Charlton Heston died Saturday night. This story from the Associated Press describes his achievements as an actor, most notably in historical epics, and then says this:
The actor assumed the role of leader offscreen as well. He served as president of the Screen Actors Guild and chairman of the American Film Institute and marched in the civil rights movement of the 1960s.
With age, he grew more conservative and campaigned for conservative candidates. In June 1998, Heston was elected president of the NRA, for which he had posed for ads holding a rifle.
Note how the change to being considered "more conservative" is reflexively attributed to a change in the man rather than a change in the times.
Many folks on the left seem to be completely clueless that a person can be considered "liberal" at one point in time and "conservative" at another without an iota of change in his own positions, but purely because of the change in the positions those labels are used to represent.

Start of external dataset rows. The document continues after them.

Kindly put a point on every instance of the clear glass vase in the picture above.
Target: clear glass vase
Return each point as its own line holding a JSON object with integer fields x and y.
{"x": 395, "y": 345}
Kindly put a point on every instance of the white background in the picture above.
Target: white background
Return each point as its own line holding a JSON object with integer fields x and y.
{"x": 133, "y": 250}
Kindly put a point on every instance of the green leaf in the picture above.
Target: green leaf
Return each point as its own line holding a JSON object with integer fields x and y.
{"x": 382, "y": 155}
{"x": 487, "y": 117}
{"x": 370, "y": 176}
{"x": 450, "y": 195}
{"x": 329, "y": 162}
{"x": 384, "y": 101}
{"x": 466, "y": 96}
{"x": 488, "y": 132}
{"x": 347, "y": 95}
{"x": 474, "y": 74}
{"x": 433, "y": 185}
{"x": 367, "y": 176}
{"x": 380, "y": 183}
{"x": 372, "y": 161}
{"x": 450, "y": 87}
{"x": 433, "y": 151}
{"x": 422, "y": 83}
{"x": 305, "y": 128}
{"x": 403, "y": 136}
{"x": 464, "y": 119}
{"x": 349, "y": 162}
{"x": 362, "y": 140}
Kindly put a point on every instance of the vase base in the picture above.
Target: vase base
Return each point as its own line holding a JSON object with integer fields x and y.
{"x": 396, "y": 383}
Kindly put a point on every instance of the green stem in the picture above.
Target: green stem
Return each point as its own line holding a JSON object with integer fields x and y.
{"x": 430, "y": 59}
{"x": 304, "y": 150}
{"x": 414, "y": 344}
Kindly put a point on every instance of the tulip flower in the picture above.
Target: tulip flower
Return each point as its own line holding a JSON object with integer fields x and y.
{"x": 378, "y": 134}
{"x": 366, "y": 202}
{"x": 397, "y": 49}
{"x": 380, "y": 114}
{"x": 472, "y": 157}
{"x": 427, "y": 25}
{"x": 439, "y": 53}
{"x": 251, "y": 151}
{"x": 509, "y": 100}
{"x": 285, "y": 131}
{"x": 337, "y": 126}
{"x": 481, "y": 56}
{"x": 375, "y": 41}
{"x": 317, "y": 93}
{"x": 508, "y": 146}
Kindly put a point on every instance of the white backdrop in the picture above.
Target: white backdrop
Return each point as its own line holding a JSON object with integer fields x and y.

In Mr. Heston's case, there is no inconsistency whatever between marching for racial equality in the 1960s and campaigning for the right to bear arms in the 1990s and 2000s.
A few years ago, Harry Stein wrote a book about the experience of having the ideological ground shift beneath you. The great title is How I Accidentally Joined the Vast Right-Wing Conspiracy (and Found Inner Peace). Stein recounts his years as a confirmed and proud liberal.
But then something odd began to happen--mainly to the country, and incidentally to people like me. As feminism and multiculturalism more and more sought to remake society, attacking much that had served humanity well as narrow or even antique, we concluded we could no longer in good conscience remain on that side. There was both too little respect for the accumulated wisdom of the ages and too much playing havoc with truth and common sense. Indeed, many of us were soon startled to find ourselves tagged conservatives (and often worse) for holding firm to the values of old-fashioned liberalism: a bedrock commitment to fairness and individual liberty.
The left wants to deny that today's conservative is often yesterday's liberal because they want to claim the mantle of the civil rights movement in its heyday and paint their opponents as the heirs of George Wallace, dressed up in nicer clothes but the same old racists underneath. Maintaining this myth is essential to their self-image, but myth is exactly what it is.
In 1963, the liberal position was that a person should be judged by the content of his character and not by the color of his skin. In 2008, the liberal position is often to avoid judging a person at all for intentional violations of the most basic rights of others, but instead to find an excuse under any crackpot theory of psychology that suits the purpose. A person who believed the former in 1963 and rejects the latter today has not become more conservative but only been relabeled by a changing society. The old liberal position saw people as individuals and free moral agents, entitled to the rewards of doing the right thing and responsible for the consequences of doing the wrong thing, regardless of what group they may belong to. That position today is "conservative."